A key achievement of this phase was the implementation of a sophisticated deployment pipeline. I moved to a registry-based workflow by pushing versioned images to Docker Hub and utilizing Docker Compose with production-specific overrides. To bridge the gap between infrastructure and software, I utilized EC2 User Data scripts to automate the "Day 0" operations: updating the OS, installing the Docker engine, and pulling containers upon instance launch. This ensures that every server in the Auto Scaling Group is an identical, disposable unit, eliminating "configuration drift."
Technical Milestones & Resilience
- Infrastructure as Code: Provisioned 13+ interconnected resources (IGW, Route Tables, Security Groups) using modular Terraform code.
- Elasticity: Configured a Launch Template and Auto Scaling Group to maintain a desired state of two EC2 instances, ensuring the app stays online even if a data center or instance fails.
- Network Security: Implemented a secure networking layer where the application remains in private-facing subnets, accessible only through a managed ALB.
- Standardized Deployment: Integrated the AWS CLI for secure credential management and SSH key pair automation, streamlining the transition from local development to cloud-scale deployment.
This milestone represents a pivot from traditional sysadmin tasks to Cloud Engineering. It demonstrates my ability to build self-healing infrastructure that decouples application logic from hardware, providing a professional, DNS-accessible entry point for users while maintaining a robust, automated backend.

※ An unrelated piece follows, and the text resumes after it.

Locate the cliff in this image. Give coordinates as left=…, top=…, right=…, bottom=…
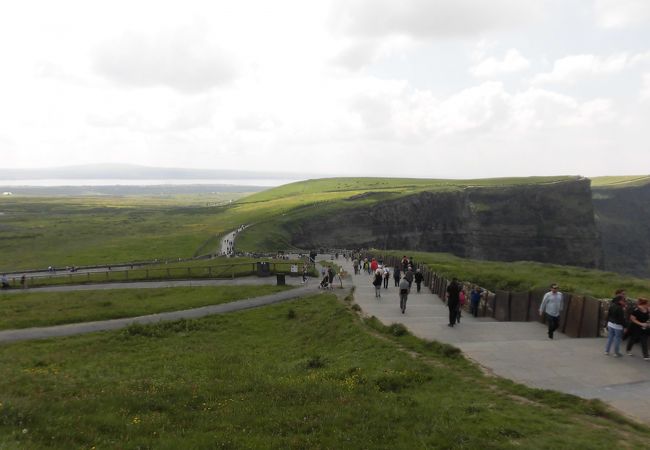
left=593, top=184, right=650, bottom=277
left=285, top=178, right=602, bottom=267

Click for more detailsProfessional
I transitioned into IT about 4 years ago and have since worked as a MSP technician, an IT Analyst and a Project Engineer. Skilled in Infrastructure-as-Code (IaC), containerization (Docker, Kubernetes), CI/CD, and cloud migrations. Experienced in optimizing infrastructure costs and improving system performance. Certified in Azure and continuously expanding expertise in AWS, scripting, monitoring, and DevOps best practices. I am always eager to adopt new technologies and contribute to innovative cloud solutions.
Leisure
When I’m not labbing, I prioritize staying active and spending time with my family. I’m a firm believer in continuous learning, whether it's mastering a new scripting language or exploring a new culture. My wife, Jackie, and I share a passion for travel; our annual adventures have taken us from the historical streets of France to the coasts of Mexico and the Dominican Republic. In the summer, you’ll likely find me at a pool, playing badminton or enjoying a long walk with friends and family.